M. Julliot. - Messieurs, dans mon opinion, le chemin de fer devrait être exploité par l'intérêt privé ; dès lors, ni l'une ni l'autre des deux propositions ne pouvait me convenir.
M. le président. - Je mets aux voix l'article premier, proposé par le gouvernement, et ainsi conçu :
« L'article premier de la loi du 12 avril 1835 (Bulletin officiel, n° 196), concernant les péages du chemin de fer, est prorogé jusqu'au 1er mars 1850.»
- Adopté.
« Art. 2. La présente loi sera obligatoire le lendemain de sa publication. »
- Adopté.
On passe à l'appel nominal pour le vote sur l'ensemble du projet de loi.
En voici le résultat :
77 membres répondent à l'appel.
74 répondent oui.
2 répondent non.
1 s'abstient.
En conséquence, le projet de loi est adopté.
Il sera transmis au sénat.
Ont voté pour : MM. Sinave, Thiéfry, T'Kint de Naeyer, Toussaint, Tremouroux, Van Cleemputte, Vanden Branden de Reeth, Vandenpeereboom (Alphonse), Vandenpeereboom (Ernest), Van Grootven, Van Hoorebeke, Van Renynghe, Veydt, Allard, Ansiau, Anspach, Bruneau, Cans, Christiaens, Clep, Cools, Coomans, Cumont, Dautrebande, David, de Baillet (H.), de Baillet-Latour, de Bocarmé, de Brouckere (Henri), Debroux, Dechamps, de Chimay, Dedecker, Delehaye, Delescluse, Delfosse, d'Elhoungne, (page 855) de Liedekerke, Deliége, de Meester, de Perceval, de Pitteurs, De Pouhon, de Royer, Desoer, Destriveaux, Devaux, d'Hoffschmidt, Dolez, Dubus, Faignart, Jacques, Jouret, Jullien, Lange, Loos, Manilius, Mascart, Moncheur, Moreau, Moxhon, Orts, Osy, Pierre, Rodenbach, Rogier, Rolin et Verhaegen.
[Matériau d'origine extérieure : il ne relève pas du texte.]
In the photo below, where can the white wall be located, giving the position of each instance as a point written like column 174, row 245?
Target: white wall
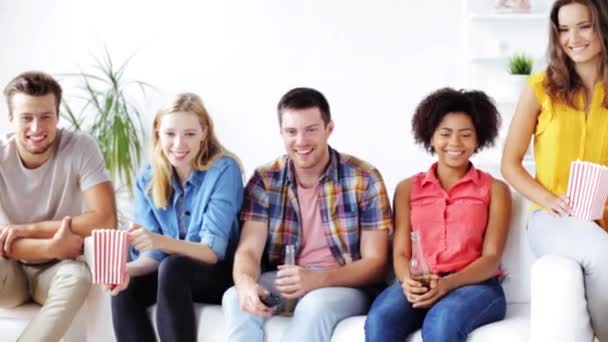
column 374, row 60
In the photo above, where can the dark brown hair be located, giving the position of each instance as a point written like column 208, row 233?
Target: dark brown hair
column 32, row 83
column 563, row 83
column 304, row 98
column 474, row 103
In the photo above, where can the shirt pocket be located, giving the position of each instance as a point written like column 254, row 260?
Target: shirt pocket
column 467, row 218
column 426, row 211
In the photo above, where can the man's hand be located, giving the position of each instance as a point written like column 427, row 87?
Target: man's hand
column 249, row 299
column 440, row 286
column 10, row 233
column 142, row 239
column 295, row 281
column 65, row 244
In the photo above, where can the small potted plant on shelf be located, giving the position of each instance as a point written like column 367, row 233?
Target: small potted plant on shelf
column 519, row 66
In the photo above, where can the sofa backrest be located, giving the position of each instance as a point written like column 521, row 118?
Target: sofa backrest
column 517, row 257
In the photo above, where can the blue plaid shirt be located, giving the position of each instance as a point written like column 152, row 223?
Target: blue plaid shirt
column 352, row 197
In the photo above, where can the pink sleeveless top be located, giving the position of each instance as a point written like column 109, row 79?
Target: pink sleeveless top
column 451, row 224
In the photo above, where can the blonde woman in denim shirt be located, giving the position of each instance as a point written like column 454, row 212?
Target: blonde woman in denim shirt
column 186, row 228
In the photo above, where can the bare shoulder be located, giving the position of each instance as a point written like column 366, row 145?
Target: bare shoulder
column 500, row 189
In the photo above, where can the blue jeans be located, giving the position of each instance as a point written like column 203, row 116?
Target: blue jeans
column 452, row 318
column 314, row 318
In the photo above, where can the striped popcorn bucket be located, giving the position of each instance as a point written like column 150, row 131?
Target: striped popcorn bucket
column 587, row 189
column 109, row 256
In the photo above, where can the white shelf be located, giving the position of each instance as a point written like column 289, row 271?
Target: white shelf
column 509, row 17
column 505, row 101
column 498, row 59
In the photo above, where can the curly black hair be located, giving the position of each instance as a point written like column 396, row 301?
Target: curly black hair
column 474, row 103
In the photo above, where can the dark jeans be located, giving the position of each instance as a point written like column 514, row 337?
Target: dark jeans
column 452, row 318
column 178, row 283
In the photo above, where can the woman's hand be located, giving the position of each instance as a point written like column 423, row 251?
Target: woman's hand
column 116, row 289
column 412, row 289
column 142, row 239
column 559, row 206
column 440, row 286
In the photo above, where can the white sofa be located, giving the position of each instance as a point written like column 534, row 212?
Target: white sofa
column 517, row 261
column 558, row 312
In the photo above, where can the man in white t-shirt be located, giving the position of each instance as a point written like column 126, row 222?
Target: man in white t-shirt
column 54, row 189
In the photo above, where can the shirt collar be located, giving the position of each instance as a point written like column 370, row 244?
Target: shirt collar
column 194, row 179
column 431, row 175
column 331, row 172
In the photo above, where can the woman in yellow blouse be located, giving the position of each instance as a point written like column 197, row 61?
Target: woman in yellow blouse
column 565, row 108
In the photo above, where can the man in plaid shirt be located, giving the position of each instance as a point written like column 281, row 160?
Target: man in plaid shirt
column 332, row 207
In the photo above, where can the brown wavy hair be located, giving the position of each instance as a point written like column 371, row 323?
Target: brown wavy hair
column 211, row 149
column 563, row 83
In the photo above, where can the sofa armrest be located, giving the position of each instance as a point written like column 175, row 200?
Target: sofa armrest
column 558, row 308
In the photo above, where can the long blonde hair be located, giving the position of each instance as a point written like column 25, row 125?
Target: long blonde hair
column 211, row 149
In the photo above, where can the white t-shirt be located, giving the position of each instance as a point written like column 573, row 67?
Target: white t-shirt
column 53, row 190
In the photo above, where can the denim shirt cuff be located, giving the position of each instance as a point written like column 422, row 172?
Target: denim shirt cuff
column 217, row 245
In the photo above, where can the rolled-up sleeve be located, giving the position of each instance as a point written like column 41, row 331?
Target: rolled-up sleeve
column 220, row 219
column 375, row 208
column 144, row 216
column 256, row 200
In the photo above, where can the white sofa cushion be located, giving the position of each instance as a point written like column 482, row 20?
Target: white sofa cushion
column 558, row 310
column 13, row 321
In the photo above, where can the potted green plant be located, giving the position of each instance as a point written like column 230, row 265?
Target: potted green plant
column 109, row 112
column 519, row 66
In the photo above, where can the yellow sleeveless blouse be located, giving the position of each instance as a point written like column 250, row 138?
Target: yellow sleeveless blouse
column 563, row 134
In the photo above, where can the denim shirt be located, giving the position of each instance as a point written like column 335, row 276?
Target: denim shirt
column 208, row 211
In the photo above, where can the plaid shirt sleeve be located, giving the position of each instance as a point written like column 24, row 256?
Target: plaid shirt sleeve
column 375, row 208
column 255, row 201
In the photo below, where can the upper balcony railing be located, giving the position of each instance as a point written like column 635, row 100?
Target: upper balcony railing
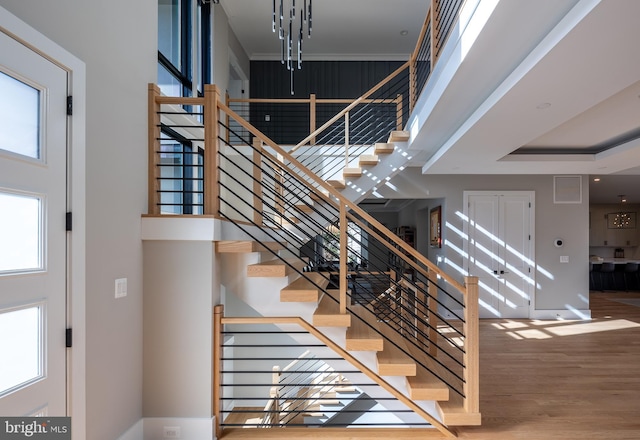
column 328, row 135
column 206, row 159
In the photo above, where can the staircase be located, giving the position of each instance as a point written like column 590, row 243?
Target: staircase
column 359, row 332
column 404, row 325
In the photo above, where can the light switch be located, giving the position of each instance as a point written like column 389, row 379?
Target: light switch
column 121, row 288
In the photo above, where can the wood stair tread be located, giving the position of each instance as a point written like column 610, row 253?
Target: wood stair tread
column 398, row 136
column 328, row 313
column 425, row 386
column 305, row 288
column 368, row 159
column 352, row 172
column 360, row 336
column 392, row 361
column 453, row 413
column 275, row 268
column 383, row 148
column 246, row 246
column 333, row 433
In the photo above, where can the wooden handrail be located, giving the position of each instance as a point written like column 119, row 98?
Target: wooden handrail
column 154, row 146
column 351, row 106
column 216, row 395
column 309, row 100
column 346, row 356
column 342, row 199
Ont voté contre : MM. de Mérode et Dumortier.
M. Mercier. - Je n'ai pas voulu donner mon vote à la loi, parce qu'elle ajourne indéfiniment la présentation du projet de loi réglant le tarif du transport des marchandises ; d'un autre côté, je n'ai pas voulu voter contre, parce qu'une loi sur cette matière était indispensable.
- La séance est levée à 4 1/2 heures.